So, if empathy, compassion, positivity, confidence, grit, and self-control can be deliberately taught, the natural question that arises is how? How do we teach these qualities in schools and at homes? Here are some interesting articles on experiments with value education: here's one from the NY Times, here's another from the NY Times with specific tips for parents, and here's an interesting one on the link between literary fiction and empathy.

And here are some recommendations culled from the research:

1. Make empathy and other character education a priority and think carefully about how to teach these skills as deliberately as possible. This, I think, is the key. It's about the mindset of parents and educators. When we start to value character education in the same way that we value academic education, then we'll devote time and energy to it.

2. Have conversations where you talk about these skills and what they entail.

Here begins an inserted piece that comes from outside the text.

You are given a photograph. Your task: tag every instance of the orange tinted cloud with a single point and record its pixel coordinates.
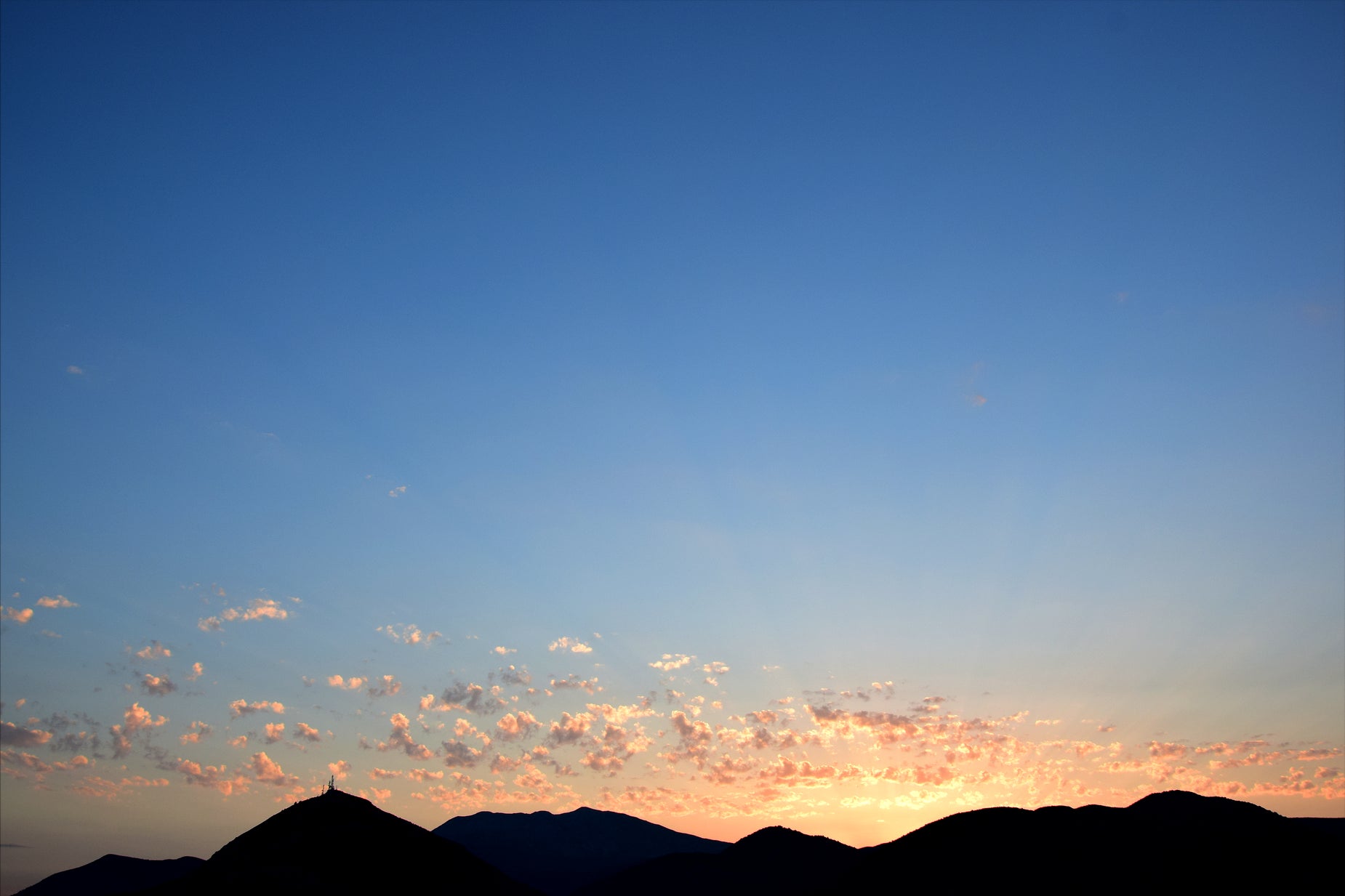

Explicit conversations and discussions are important.

3. Use stories -- oral stories, picture books, chapter books and adult literature are wonderful ways to get children to take on other perspectives, to consider someone else's feelings, to think about the importance of certain skills like confidence or positive thinking or empathy. Books like Wonder and To Kill A Mockingbird are perfect for teaching empathy.

4. Give children tools to help them monitor and control their own emotions: breathing exercises, simple self-soothing techniques like walk away for a moment or visualize something more positive, and help them understand what it means to be mindful. Research from positive psychology suggests that kids should focus on being grateful for what they have each day -- either by keeping a gratitude journal or even by just acknowledging all that they have to be grateful for at some point in the day.

4. Discuss the ideas of neuro-plasticity and a growth mindset with kids, so that they know that any skills -- whether we're talking about reading skills or empathy skills -- can be learnt and practiced. This will help kids deliberately practice these skills.

5. Seize those teaching moments when a child asks you a question or behaves in a certain way to teach the child these skills.

6. And most important, and perhaps most difficult, we adults need to model these skills for our children as much as we can. Perhaps we need to work on mastering them just as much as our children do.

While some schools in the US are experimenting with specific classes designed to teach skills such as empathy or positive thinking, I think that this approach might feel contrived to kids. I prefer these skills being integrated into all subjects at school and becoming part of the culture of the school and the home. Kids can learn empathy by reading and discussing literature in English class,  they can learn persistence and grit by struggling through a Math problem in math class, they can build empathy and confidence by competing (and perhaps losing) on the playing field, and they can build their sense of self by taking a healthy risk such as trying out for a play or a team.  I think the goal is not to separate these skills from the work that kids engage in everyday at school and at home but to make these important skills a part of this work as seamlessly as possible.


1 comment:

  1. I see that Empathy is strong aspect in learning and it builds a relative viewpoint in assessing what you've learned and how it can be applied in various scenarios.